Many infectious disease experts and medical historians drew other parallels between 1918 and today. Schools and shops were also closed and infected people were quarantined a century ago. People were also resistant to wearing face masks, calling them dirt traps and some cut holes so they could smoke cigars.

Several US cities have implemented mandates, calling them symbols of "war patriotism". In San Francisco, then Mayor James Rolph said, "[C] Science, patriotism and self-protection require immediate and strict compliance," according to influenzaarchive.org, authored by Markel. But some people refused to obey or take them seriously, Markel said.

"A woman, a lawyer from the city center, argued to Mayor Rolph that the Mask Ordinance was 'absolutely unconstitutional' because it was not enacted by law, and that as a result, every police officer who had arrested a mask mockery , is personally liable ", so influenzaarchive.org.

As with Trump, some reports and historians have suggested that Wilson downplayed the severity of the virus. But Markel said that was "a false and a false trump card in popular history".

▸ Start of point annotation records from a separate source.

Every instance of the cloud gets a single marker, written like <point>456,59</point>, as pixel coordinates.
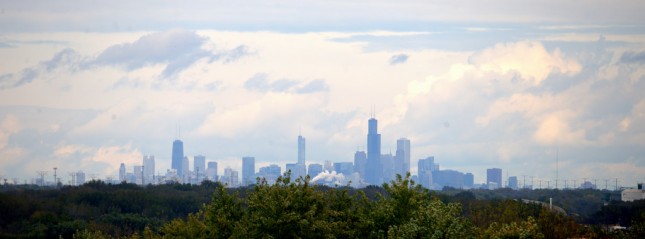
<point>10,125</point>
<point>398,59</point>
<point>555,129</point>
<point>260,82</point>
<point>313,86</point>
<point>65,60</point>
<point>177,48</point>
<point>528,59</point>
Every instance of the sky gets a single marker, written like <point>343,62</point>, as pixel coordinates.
<point>537,88</point>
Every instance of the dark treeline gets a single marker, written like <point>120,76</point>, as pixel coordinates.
<point>294,208</point>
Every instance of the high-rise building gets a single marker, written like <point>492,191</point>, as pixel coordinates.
<point>297,170</point>
<point>374,168</point>
<point>402,157</point>
<point>425,168</point>
<point>314,170</point>
<point>270,173</point>
<point>148,168</point>
<point>212,171</point>
<point>122,174</point>
<point>512,182</point>
<point>346,168</point>
<point>494,178</point>
<point>469,180</point>
<point>328,166</point>
<point>301,150</point>
<point>360,161</point>
<point>80,178</point>
<point>448,178</point>
<point>186,170</point>
<point>230,177</point>
<point>138,174</point>
<point>178,157</point>
<point>387,162</point>
<point>248,171</point>
<point>199,166</point>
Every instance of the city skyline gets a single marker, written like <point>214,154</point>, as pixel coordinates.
<point>534,88</point>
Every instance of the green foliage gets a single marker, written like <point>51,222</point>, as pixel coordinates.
<point>522,230</point>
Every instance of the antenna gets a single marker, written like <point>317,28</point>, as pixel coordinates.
<point>55,178</point>
<point>557,166</point>
<point>42,177</point>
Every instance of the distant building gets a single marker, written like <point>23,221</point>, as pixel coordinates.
<point>374,169</point>
<point>297,170</point>
<point>329,166</point>
<point>512,182</point>
<point>230,177</point>
<point>199,166</point>
<point>211,171</point>
<point>301,150</point>
<point>138,174</point>
<point>270,173</point>
<point>185,176</point>
<point>587,185</point>
<point>178,157</point>
<point>494,178</point>
<point>346,168</point>
<point>469,180</point>
<point>122,173</point>
<point>402,157</point>
<point>248,171</point>
<point>360,160</point>
<point>425,168</point>
<point>630,195</point>
<point>388,166</point>
<point>314,170</point>
<point>448,178</point>
<point>80,178</point>
<point>149,168</point>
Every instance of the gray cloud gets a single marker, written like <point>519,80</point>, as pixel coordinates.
<point>313,86</point>
<point>66,59</point>
<point>160,47</point>
<point>398,59</point>
<point>261,83</point>
<point>178,49</point>
<point>633,57</point>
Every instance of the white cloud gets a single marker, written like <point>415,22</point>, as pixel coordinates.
<point>529,59</point>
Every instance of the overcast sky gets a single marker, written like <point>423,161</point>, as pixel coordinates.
<point>88,85</point>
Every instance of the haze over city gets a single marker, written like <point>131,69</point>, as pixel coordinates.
<point>502,84</point>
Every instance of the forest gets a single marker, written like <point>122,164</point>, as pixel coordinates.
<point>297,209</point>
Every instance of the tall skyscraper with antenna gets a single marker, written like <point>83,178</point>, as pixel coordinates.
<point>374,169</point>
<point>301,150</point>
<point>178,155</point>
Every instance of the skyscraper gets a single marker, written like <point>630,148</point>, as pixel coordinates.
<point>494,178</point>
<point>122,175</point>
<point>402,158</point>
<point>512,182</point>
<point>148,168</point>
<point>314,170</point>
<point>178,157</point>
<point>301,150</point>
<point>212,171</point>
<point>387,162</point>
<point>360,161</point>
<point>186,170</point>
<point>425,168</point>
<point>374,169</point>
<point>199,166</point>
<point>346,168</point>
<point>248,170</point>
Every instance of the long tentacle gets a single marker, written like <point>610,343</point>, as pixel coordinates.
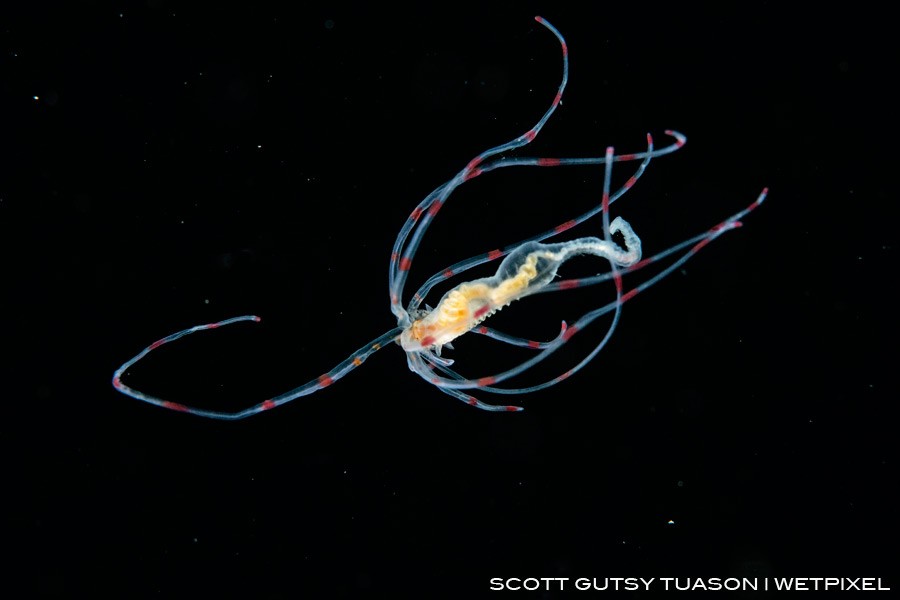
<point>324,380</point>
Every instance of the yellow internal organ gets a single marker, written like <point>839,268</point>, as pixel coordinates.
<point>454,315</point>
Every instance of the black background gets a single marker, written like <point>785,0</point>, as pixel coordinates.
<point>166,165</point>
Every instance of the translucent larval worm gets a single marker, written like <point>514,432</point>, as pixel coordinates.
<point>529,267</point>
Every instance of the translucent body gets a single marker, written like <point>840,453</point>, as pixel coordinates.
<point>525,271</point>
<point>530,267</point>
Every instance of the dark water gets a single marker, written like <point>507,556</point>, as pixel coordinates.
<point>166,166</point>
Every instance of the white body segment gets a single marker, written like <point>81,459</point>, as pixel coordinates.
<point>525,271</point>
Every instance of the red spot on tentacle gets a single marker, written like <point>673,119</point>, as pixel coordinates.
<point>638,265</point>
<point>700,245</point>
<point>565,226</point>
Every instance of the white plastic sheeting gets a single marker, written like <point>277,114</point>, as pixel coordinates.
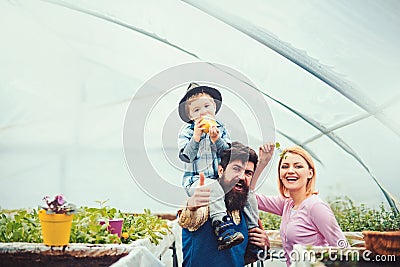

The federal government played a very minor role in American public health during this period, he said. Unlike today, there was no CDC or national health department. The Food and Drug Administration existed but was made up of a very small group of men.

"It was primarily a city and state role, and these agencies hardly played it down," said Markel.

Unlike today, Wilson did not get sick when he was re-elected, Markel said. He said the public needs to know "how healthy or not healthy" Trump is before the November 3rd election.

"If you vote for a president now, you may actually be voting for the vice-president," he said. "Because what if Trump falls ill because of Covid between Election Day and January 20 and becomes unable to work or worse? Well, then the Vice President-elect becomes President."

"I'm skeptical of the importance of him being clear, open and honest – or his doctors – about his health conditions. But it's critical," said Markel.